Stanislavski (1863-1938) Russian Actor, Director and Innovator of Acting and Theatrical Practices. Konstantin Alexeyev or ‘Stanislavski’ as he is known by his stage name is remembered as the father of modern acting. He was the first to systemize the actor’s process into logical steps and pursue the truth in acting at all costs. His work was first derided, as happens to any iconoclast who tries to change the status quo,. However, over time, with much refinement, he eventually has become the backbone of much of the Western tradition of acting. His work appears for us in several poorly translated volumes known as the ‘ABC’ of acting – An Actor Prepares, Building a Character and Creating a Role.

He also published an autobiography called My Life in Art.
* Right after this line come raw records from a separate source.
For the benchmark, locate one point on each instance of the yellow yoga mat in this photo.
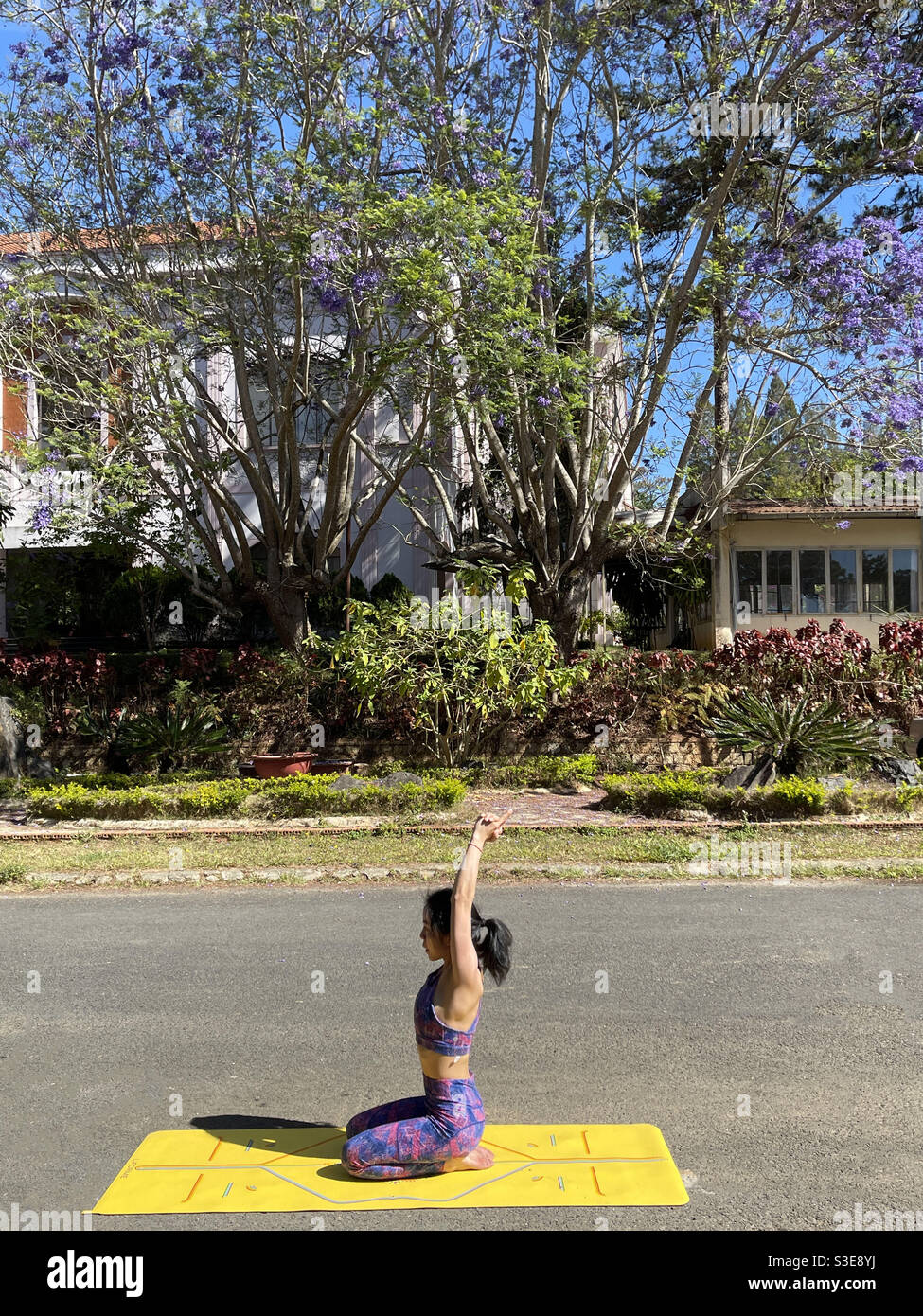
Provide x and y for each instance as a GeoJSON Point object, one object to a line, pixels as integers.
{"type": "Point", "coordinates": [292, 1169]}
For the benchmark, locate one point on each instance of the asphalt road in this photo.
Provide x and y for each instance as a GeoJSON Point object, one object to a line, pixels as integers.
{"type": "Point", "coordinates": [715, 994]}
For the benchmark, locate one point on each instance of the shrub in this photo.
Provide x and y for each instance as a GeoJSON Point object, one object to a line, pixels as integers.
{"type": "Point", "coordinates": [659, 792]}
{"type": "Point", "coordinates": [177, 735]}
{"type": "Point", "coordinates": [454, 685]}
{"type": "Point", "coordinates": [295, 796]}
{"type": "Point", "coordinates": [309, 796]}
{"type": "Point", "coordinates": [791, 733]}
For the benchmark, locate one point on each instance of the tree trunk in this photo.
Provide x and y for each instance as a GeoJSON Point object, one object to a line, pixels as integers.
{"type": "Point", "coordinates": [562, 608]}
{"type": "Point", "coordinates": [287, 613]}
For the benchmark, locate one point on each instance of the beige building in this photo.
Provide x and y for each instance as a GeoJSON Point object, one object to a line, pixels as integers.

There are many excellent biographies written about Stanislavski and because people cannot agree entirely on his intentions for his ‘system’ of acting, there are hundreds of books, each interpreting Stanislavski’s work for themselves. Recent translations of the first two books are more accessible and successful, most notably Jean Benedetti An Actor’s Work. He founded the highly successful Moscow Art People’s Theatre in Moscow with his collaborator Nemirovich-Danchenko and premiered the works of Anton Chekhov. The acting style shocked and captivating the Russian audiences and delivered a whole new perspective on acting. The company toured America many times leading to actors emigrating to the USA and teaching Stanislavski’s ideas there.
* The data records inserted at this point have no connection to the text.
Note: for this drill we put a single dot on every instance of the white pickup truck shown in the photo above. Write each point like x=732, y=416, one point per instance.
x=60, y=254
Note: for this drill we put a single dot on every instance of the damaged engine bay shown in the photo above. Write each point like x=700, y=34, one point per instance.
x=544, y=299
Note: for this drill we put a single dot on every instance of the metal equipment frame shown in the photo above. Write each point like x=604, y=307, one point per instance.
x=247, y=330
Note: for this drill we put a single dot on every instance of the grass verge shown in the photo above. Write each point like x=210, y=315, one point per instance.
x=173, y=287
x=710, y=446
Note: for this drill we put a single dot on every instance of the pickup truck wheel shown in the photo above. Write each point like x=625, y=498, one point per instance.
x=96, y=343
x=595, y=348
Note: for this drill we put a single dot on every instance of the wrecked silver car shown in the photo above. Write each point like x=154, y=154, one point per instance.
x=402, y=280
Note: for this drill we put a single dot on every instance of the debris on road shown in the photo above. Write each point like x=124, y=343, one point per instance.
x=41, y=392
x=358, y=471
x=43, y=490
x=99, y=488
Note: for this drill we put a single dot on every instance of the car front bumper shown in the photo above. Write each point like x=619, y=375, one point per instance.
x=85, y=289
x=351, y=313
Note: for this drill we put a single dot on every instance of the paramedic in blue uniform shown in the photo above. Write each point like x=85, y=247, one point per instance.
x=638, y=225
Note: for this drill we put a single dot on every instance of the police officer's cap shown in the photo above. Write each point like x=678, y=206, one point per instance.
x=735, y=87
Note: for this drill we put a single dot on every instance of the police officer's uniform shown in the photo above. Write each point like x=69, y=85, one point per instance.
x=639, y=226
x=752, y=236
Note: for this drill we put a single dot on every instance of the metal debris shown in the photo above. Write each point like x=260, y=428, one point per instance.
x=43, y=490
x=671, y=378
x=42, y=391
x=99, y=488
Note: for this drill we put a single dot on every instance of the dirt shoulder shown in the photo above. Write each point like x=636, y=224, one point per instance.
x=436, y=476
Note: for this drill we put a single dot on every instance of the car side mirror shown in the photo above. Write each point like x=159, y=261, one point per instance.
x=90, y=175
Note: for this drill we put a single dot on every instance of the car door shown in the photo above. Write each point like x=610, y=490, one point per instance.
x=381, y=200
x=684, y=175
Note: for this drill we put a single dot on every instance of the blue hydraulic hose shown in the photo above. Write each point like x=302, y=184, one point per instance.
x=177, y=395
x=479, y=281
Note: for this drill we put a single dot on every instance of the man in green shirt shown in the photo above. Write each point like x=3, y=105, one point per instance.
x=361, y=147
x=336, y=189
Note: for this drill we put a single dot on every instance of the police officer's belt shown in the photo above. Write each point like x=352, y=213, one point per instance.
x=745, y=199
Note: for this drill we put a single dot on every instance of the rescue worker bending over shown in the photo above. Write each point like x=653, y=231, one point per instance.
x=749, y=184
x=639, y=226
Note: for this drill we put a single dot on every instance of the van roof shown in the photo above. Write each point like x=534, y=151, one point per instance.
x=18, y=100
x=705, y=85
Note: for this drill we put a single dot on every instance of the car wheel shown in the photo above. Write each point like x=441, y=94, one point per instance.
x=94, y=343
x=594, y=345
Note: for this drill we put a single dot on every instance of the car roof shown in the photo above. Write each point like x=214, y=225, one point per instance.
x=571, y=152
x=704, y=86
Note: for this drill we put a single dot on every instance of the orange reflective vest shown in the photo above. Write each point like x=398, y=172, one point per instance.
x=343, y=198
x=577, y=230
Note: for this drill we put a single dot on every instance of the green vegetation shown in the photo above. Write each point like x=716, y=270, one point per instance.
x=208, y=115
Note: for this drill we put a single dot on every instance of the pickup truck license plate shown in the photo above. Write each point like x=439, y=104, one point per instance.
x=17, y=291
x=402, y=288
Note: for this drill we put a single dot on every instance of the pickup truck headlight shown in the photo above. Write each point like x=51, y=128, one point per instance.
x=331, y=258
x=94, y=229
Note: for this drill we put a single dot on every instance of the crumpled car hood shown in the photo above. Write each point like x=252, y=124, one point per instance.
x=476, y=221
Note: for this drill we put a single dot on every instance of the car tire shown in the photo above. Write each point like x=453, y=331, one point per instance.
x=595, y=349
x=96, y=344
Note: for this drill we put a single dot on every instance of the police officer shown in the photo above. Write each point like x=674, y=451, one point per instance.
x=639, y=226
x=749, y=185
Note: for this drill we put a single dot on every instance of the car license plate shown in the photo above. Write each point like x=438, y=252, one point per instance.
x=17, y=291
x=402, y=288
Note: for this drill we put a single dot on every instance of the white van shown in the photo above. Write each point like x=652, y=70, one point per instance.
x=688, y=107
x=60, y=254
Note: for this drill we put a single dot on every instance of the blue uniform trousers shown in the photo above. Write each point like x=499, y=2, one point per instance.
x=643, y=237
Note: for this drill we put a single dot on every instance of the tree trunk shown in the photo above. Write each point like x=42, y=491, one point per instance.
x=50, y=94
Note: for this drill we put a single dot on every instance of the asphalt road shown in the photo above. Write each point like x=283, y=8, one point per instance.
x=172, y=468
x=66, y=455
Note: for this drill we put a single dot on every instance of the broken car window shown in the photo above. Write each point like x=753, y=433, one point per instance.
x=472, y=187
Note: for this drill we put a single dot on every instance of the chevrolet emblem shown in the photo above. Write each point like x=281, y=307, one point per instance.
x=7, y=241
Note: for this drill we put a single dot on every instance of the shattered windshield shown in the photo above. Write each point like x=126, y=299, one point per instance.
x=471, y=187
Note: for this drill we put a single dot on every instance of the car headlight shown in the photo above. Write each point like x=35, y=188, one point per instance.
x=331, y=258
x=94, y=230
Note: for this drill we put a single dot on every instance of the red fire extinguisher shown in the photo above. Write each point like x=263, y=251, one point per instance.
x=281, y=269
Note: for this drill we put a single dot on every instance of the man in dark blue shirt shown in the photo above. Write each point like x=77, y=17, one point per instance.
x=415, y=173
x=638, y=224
Stanislavski’s work centred on creating the inner life of the role and he dedicated his life to discovering how to stimulate the creative state of mind so that the actor could find inspiration at a moment’s notice. Although many focus on Stanislavski’s assertion that the actor should ‘live the part’, he also believed that the actor was a far more interesting person than any character could ever be. His early work focused on the truthful production of emotion, which gave rise to his renowned ‘Affective’ or ‘Emotion’ Memory exercises, later to become the fulcrum of American ‘Method’ acting. His later work focused on the relationship between the physical and the psychological and was called the method of physical action.
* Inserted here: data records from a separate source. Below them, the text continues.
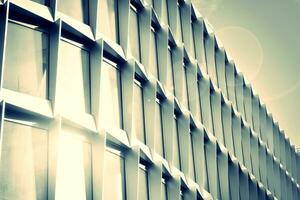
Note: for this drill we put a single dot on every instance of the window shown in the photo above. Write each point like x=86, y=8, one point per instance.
x=23, y=171
x=114, y=183
x=44, y=2
x=26, y=71
x=179, y=30
x=153, y=55
x=108, y=19
x=164, y=191
x=170, y=86
x=176, y=159
x=138, y=112
x=134, y=40
x=158, y=129
x=110, y=102
x=74, y=167
x=78, y=9
x=164, y=12
x=143, y=183
x=74, y=90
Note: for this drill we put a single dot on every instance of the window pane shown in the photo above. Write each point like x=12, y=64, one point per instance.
x=176, y=145
x=138, y=112
x=164, y=194
x=143, y=184
x=164, y=12
x=23, y=171
x=134, y=42
x=114, y=183
x=110, y=102
x=44, y=2
x=74, y=78
x=170, y=86
x=78, y=9
x=179, y=31
x=74, y=167
x=153, y=55
x=26, y=70
x=158, y=130
x=108, y=19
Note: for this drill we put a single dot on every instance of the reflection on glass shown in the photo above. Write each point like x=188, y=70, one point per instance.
x=114, y=177
x=44, y=2
x=176, y=158
x=110, y=102
x=74, y=167
x=143, y=184
x=179, y=30
x=170, y=86
x=74, y=78
x=164, y=12
x=23, y=170
x=78, y=9
x=108, y=19
x=158, y=130
x=164, y=194
x=138, y=121
x=134, y=43
x=153, y=56
x=26, y=70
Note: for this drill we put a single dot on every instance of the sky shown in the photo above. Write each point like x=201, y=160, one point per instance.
x=263, y=38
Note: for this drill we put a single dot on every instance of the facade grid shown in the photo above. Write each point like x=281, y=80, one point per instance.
x=131, y=99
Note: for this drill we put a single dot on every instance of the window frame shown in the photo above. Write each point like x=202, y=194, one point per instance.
x=42, y=30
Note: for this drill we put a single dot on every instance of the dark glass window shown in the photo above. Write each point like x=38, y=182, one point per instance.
x=26, y=60
x=78, y=9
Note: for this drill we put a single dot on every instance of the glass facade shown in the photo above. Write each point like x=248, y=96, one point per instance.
x=110, y=100
x=77, y=9
x=32, y=63
x=108, y=19
x=24, y=159
x=75, y=109
x=114, y=183
x=76, y=88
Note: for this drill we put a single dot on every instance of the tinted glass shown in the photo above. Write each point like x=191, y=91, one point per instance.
x=26, y=70
x=23, y=171
x=110, y=100
x=114, y=183
x=134, y=43
x=74, y=167
x=74, y=78
x=78, y=9
x=138, y=112
x=108, y=19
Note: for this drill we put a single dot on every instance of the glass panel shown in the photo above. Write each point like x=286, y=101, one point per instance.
x=164, y=194
x=185, y=89
x=165, y=12
x=176, y=145
x=78, y=9
x=158, y=130
x=108, y=18
x=138, y=112
x=114, y=183
x=179, y=31
x=143, y=184
x=44, y=2
x=153, y=55
x=74, y=90
x=23, y=171
x=26, y=71
x=74, y=167
x=170, y=87
x=134, y=40
x=110, y=102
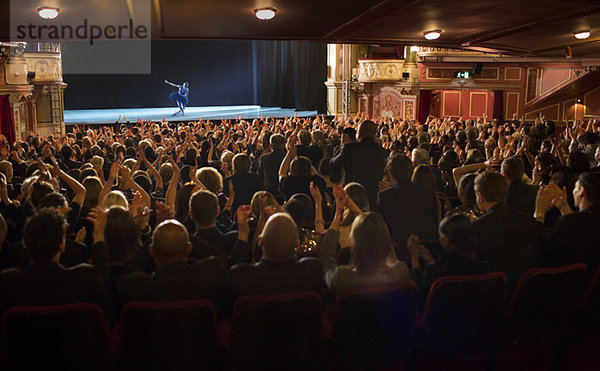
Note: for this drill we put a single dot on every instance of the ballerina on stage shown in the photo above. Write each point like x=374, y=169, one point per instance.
x=180, y=96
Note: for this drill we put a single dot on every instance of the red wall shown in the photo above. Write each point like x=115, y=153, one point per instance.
x=465, y=103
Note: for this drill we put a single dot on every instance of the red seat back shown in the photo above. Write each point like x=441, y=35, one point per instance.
x=544, y=303
x=68, y=337
x=463, y=313
x=372, y=326
x=175, y=335
x=277, y=331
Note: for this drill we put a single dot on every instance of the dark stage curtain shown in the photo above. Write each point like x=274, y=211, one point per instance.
x=424, y=104
x=291, y=74
x=6, y=122
x=498, y=105
x=220, y=73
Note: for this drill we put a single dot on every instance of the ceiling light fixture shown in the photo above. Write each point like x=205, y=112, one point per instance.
x=568, y=52
x=433, y=34
x=582, y=35
x=265, y=13
x=48, y=12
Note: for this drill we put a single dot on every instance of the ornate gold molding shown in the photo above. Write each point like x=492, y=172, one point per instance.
x=375, y=70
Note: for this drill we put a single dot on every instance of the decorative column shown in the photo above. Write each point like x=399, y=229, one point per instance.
x=342, y=71
x=44, y=60
x=14, y=84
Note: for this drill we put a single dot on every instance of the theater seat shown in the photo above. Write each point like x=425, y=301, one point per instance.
x=540, y=317
x=277, y=331
x=167, y=336
x=372, y=327
x=62, y=337
x=462, y=314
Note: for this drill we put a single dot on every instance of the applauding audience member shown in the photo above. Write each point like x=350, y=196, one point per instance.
x=509, y=240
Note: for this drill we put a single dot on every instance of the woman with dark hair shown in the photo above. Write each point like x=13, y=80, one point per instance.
x=458, y=241
x=466, y=194
x=358, y=194
x=122, y=234
x=373, y=260
x=300, y=208
x=182, y=202
x=545, y=165
x=300, y=173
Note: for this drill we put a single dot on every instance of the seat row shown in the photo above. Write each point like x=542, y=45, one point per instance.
x=465, y=324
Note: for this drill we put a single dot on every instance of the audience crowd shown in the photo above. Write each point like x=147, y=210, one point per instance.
x=164, y=211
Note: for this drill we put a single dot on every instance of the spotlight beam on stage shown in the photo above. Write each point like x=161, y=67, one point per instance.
x=109, y=116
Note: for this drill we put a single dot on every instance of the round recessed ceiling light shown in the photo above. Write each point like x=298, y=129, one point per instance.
x=265, y=13
x=48, y=12
x=582, y=35
x=433, y=34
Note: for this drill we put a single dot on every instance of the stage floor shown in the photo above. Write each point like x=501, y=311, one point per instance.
x=106, y=116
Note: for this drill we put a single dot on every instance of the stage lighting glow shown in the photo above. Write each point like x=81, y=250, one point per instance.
x=47, y=12
x=265, y=13
x=582, y=35
x=433, y=34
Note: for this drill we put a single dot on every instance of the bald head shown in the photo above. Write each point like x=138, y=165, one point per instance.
x=367, y=130
x=170, y=243
x=279, y=237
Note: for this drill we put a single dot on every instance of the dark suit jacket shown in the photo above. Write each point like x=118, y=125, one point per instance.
x=362, y=162
x=206, y=279
x=522, y=196
x=509, y=241
x=16, y=256
x=52, y=284
x=575, y=238
x=268, y=170
x=409, y=208
x=276, y=278
x=69, y=164
x=236, y=250
x=245, y=185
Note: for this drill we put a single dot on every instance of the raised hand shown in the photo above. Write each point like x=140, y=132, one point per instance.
x=97, y=216
x=243, y=213
x=316, y=193
x=163, y=212
x=81, y=234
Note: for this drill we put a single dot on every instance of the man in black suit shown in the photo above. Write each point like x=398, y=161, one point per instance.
x=363, y=161
x=245, y=183
x=268, y=168
x=204, y=209
x=66, y=162
x=174, y=279
x=278, y=272
x=575, y=236
x=509, y=240
x=521, y=196
x=45, y=281
x=407, y=208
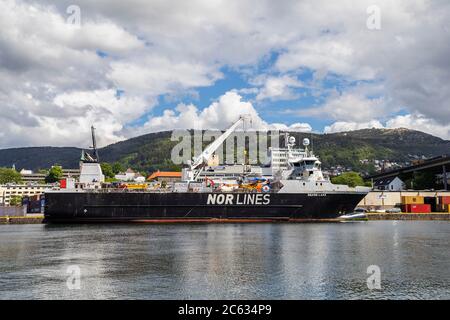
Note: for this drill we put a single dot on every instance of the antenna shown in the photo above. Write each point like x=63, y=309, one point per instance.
x=94, y=144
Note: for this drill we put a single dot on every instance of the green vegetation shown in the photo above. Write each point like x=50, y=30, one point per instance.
x=107, y=170
x=352, y=179
x=424, y=180
x=152, y=152
x=15, y=201
x=54, y=174
x=8, y=175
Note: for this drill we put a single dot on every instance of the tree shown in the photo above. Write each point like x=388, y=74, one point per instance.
x=54, y=174
x=107, y=170
x=8, y=175
x=15, y=201
x=424, y=180
x=352, y=179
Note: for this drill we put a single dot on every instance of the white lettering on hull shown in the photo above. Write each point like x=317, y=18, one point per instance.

This is best discussed in Benedetti’s translation of Torpokov’s book Stanislavski in Rehearsal. Terms such as ‘Objective’, ‘Beat’, ‘Stage Direction’, ‘Motivation’ and ‘Action’ were coined by Stanislavski in his pursuit of a systematic approach to acting. Stanislavski premiered many of Chekhov’s most important stage works, including the Uncle Vanya, The Three Sisters, The Cherry Orchard and The Seagull, after which the logo of the Moscow Art Theatre was based. Stanislavski continued to refine his ideas over his lifetime. Early Stanislavski acting theory is vastly different from late Stanislavski. However, there is a through line of truth throughout his life’s work.